When I first started building encrypted client-side applications, my first instinct was to reach for a third-party library like CryptoJS or Forge. They are feature-rich, but they come with a cost: bundle size, slower execution, and the inherent risk of introducing a vulnerability through a dependency. This led me to ask: can I use Web Crypto API for production, or is it too experimental?

The short answer is yes. In fact, for most modern applications, you should use the Web Crypto API. It is a native browser implementation that provides hardware-accelerated cryptographic operations, making it significantly faster and more secure than any JavaScript-based alternative. However, ‘production-ready’ doesn’t mean ‘foolproof.’ There are specific constraints regarding secure contexts and key management that you must understand before shipping.

The Fundamentals of Web Crypto API

The Web Crypto API provides a low-level interface for performing cryptographic operations. Unlike legacy libraries, it doesn’t run in the main JS execution thread in the same way; it leverages the browser’s internal C++ implementation, which is optimized for the underlying CPU architecture.

Before diving into the code, it’s important to understand cryptography basics for developers. The Web Crypto API focuses on three main areas: Key Generation, Encryption/Decryption, and Hashing/Signing.

The ‘Secure Context’ Requirement

One critical caveat for production: the Web Crypto API is only available in Secure Contexts. This means your site must be served over HTTPS or localhost. If you try to access window.crypto.subtle on an insecure HTTP connection, it will be undefined. This is a non-negotiable security measure to prevent man-in-the-middle attacks from injecting malicious crypto logic.

Deep Dive: Production Implementation Strategies

1. Generating and Managing Keys

In my experience, the biggest mistake developers make is handling raw key material in JavaScript strings. The Web Crypto API solves this by using CryptoKey objects. These objects can be marked as extractable: false, meaning the private key never actually touches your JavaScript variables in a way that can be easily leaked via an XSS attack.

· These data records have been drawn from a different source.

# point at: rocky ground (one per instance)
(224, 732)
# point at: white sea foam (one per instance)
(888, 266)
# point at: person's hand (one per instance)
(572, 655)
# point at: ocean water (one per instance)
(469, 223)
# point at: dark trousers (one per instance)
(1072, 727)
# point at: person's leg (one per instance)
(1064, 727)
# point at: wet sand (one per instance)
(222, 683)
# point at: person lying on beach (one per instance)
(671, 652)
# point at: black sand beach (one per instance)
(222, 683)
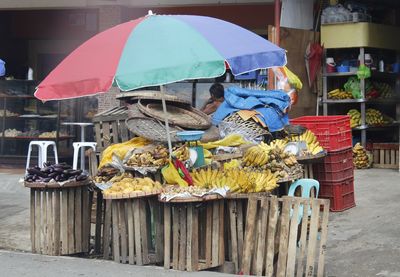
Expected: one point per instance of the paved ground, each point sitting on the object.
(363, 241)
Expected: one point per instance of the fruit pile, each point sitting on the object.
(309, 137)
(126, 183)
(58, 172)
(339, 94)
(355, 118)
(263, 156)
(360, 157)
(238, 180)
(157, 156)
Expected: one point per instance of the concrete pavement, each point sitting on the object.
(363, 241)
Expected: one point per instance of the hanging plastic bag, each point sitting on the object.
(2, 68)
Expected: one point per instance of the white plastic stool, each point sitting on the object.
(77, 146)
(42, 151)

async function generateProductionKey() {
  const keyPair = await window.crypto.subtle.generateKey(
    {
      name: "RSA-OAEP",
      modulusLength: 4096,
      publicExponent: new Uint8Array([1, 0, 1]),
      hash: "SHA-256",
    },
    false, // Not extractable! The private key stays in the browser's secure storage
    ["encrypt", "decrypt"]
  );
  return keyPair;
}

2. Symmetric vs. Asymmetric Encryption

For production, you need to choose the right tool for the job. I typically use AES-GCM for bulk data encryption because it provides authenticated encryption, ensuring the data hasn’t been tampered with. For key exchange, I stick to RSA-OAEP or ECDH.

3. Handling Hashing and Passwords

While crypto.subtle.digest('SHA-256', data) is great for integrity checks, it is not suitable for password hashing. Remember, SHA-256 is too fast, making it vulnerable to GPU brute-forcing. If you are handling passwords on the client side before sending them to a server, I highly recommend using Argon2 in web apps via WebAssembly for a memory-hard alternative.

Comparison of JS-based crypto libraries vs native Web Crypto API performance
Comparison of JS-based crypto libraries vs native Web Crypto API performance

Implementing a Secure Workflow

To move from a prototype to a production-grade system, follow this architectural flow: generate a temporary session key (AES), encrypt the data, and then encrypt that session key using the recipient’s public RSA key. This hybrid approach gives you the speed of symmetric encryption with the security of asymmetric key distribution.

As shown in the architecture diagram above, the key is to minimize the time sensitive data exists in a decrypted state within the browser’s memory.

Secure Key Storage

Where do you store the keys? localStorage is a disaster for crypto keys because it’s accessible by any script on your origin. Instead, I use IndexedDB to store CryptoKey objects. Since IndexedDB can store the structured CryptoKey object directly, the browser can keep the key non-extractable while still persisting it across sessions. For more on this, check out my guide on secure key storage.

Principles for Production Crypto

Tools for Testing and Debugging

Debugging crypto is notoriously difficult because the output is binary (ArrayBuffers). I recommend using a small helper function to convert these to Base64 for logging during development:

const bufferToBase64 = buf => btoa(String.fromCharCode(...new Uint8Array(buf)));

For auditing your implementation, I suggest using the browser’s Application Tab in Chrome DevTools to inspect IndexedDB and ensure your keys aren’t accidentally stored as plain text strings.

Case Study: End-to-End Encrypted Chat

I recently implemented a small E2EE chat prototype using this API. By leveraging window.crypto.subtle, I reduced the initial bundle size by 120KB (by removing a heavy JS library) and saw a 4x increase in encryption speed on mobile devices. The biggest hurdle was handling the ArrayBuffer conversions, but the performance gains in production were undeniable.

If you’re building something similar, start by defining your key rotation policy early. Production crypto isn’t just about the algorithm; it’s about how you handle keys over time.